For me driving me was never in the realm of reasonable options until I was 18, when I attended my first OIF Conference. At this conference, I attended a workshop specifically geared toward driving and the accommodations that were already out there ready for our eager use. Albeit, these accommodations are not always the easiest to obtain (as I’m seeing now, 6 years later). I am pleased to say that it is possible, and I have no doubt in my mind that I will drive someday, hopefully soon! All 3 feet and 7 inches of me, along with my 300 lb chair will be behind that wheel, threatening as many lives as those four wheels will allow us. Yikes!

For now, I am the proud holder of a learners permit. This is literally the key to the safe. With this tiny slip of paper, that I received after answering 18 randomly given questions, I now have the power to get behind the wheel of any vehicle, provided there is an over 21 year old passenger who has had their license for a year or more. Oh yeah, and there is the small necessity of there being the proper adaptive equipment installed in the vehicle... so that I can physically manipulate the car and make it safely do what I want. Here lies the problem for many of my physically disabled friends and I which separates us from our able-bodied permit holding peers: 
Take for instance my two younger siblings. Both able-bodied, both came of age and immediately obtained their permits, driving themselves away from the Registry of Motor Vehicles where they took that simple test. They then completed their respective time behind the wheel with a licensed driver in the car, and eventually took and passed their licensure road tests.
In my particular case, I’m going through an agency who will hopefully help me finance the the expensive equipment and modifications that I will need to gain my full driving independence. This also involves being taught to drive while using the specific equipment I’m going to need, which also is going to take time because believe it or not their aren’t that many experts in adapted driving... at least in my state.

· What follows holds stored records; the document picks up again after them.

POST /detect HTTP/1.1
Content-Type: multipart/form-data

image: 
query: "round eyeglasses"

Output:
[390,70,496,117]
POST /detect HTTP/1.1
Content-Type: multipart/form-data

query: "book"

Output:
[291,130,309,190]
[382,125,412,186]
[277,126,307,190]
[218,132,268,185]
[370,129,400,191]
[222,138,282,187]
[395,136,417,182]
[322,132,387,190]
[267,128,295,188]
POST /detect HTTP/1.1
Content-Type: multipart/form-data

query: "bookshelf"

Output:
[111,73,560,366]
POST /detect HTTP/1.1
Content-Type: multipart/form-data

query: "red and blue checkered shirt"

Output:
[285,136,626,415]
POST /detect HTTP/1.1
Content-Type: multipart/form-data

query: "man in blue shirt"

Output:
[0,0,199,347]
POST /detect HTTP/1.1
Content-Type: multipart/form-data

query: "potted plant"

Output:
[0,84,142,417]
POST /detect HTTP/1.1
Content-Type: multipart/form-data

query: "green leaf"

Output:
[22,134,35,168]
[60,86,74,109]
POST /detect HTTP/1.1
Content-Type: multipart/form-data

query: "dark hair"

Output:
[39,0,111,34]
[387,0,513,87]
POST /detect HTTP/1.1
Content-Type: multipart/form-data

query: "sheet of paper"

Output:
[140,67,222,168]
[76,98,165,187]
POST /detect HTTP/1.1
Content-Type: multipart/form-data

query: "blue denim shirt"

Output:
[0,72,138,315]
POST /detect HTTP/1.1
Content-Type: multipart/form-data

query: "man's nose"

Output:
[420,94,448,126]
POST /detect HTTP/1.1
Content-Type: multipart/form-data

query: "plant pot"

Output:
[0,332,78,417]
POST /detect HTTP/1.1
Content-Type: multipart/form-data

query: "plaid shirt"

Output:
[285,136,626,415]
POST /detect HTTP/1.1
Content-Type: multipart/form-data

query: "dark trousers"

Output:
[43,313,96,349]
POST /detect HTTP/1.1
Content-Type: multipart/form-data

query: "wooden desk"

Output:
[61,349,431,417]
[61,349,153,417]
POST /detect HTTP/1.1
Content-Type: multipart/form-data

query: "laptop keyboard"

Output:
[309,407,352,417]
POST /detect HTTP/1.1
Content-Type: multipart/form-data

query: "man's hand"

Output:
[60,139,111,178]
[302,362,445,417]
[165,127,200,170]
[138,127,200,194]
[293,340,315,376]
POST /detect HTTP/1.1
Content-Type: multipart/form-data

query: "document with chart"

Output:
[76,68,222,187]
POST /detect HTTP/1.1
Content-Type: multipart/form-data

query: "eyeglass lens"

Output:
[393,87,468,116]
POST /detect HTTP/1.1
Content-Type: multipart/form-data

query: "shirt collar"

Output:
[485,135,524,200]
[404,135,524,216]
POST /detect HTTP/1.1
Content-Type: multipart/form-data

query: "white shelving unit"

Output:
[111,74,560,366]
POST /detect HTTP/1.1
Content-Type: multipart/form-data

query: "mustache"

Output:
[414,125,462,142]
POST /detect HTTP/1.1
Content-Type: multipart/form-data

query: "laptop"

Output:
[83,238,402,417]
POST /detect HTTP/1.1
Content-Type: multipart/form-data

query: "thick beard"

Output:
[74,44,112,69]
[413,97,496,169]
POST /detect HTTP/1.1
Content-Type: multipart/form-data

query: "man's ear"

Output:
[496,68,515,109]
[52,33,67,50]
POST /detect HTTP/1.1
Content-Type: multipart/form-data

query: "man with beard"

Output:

But still, why am I going through all this? I ask myself this question all the time. I often think, why drive when you want to live in the city, where you have no problem using public transportation? Also, as much as I don’t like to admit it, I am scared of driving. It's no secret that a simple fender-bender could mean a nice long hospital stay for me.... Despite all of this, there is something bigger that keeps pushing me along: my freedom. I think this is where the motivation towards the ability to drive becomes universal:
Disabled and able-bodied alike know being able to drive to and from somewhere is one of the most freeing things in the world! I have experienced this in limited capacity while using fixed public transportation. Even though there are only so many places I can go via these routes, knowing I have full control over when I arrive and for how long I stay is one of the greatest feelings I have ever known. After a lifetime of living by other peoples schedules though, it is truly invigorating to be able to create my own. Now imagine the open road, that freedom will be just oh so so sweet.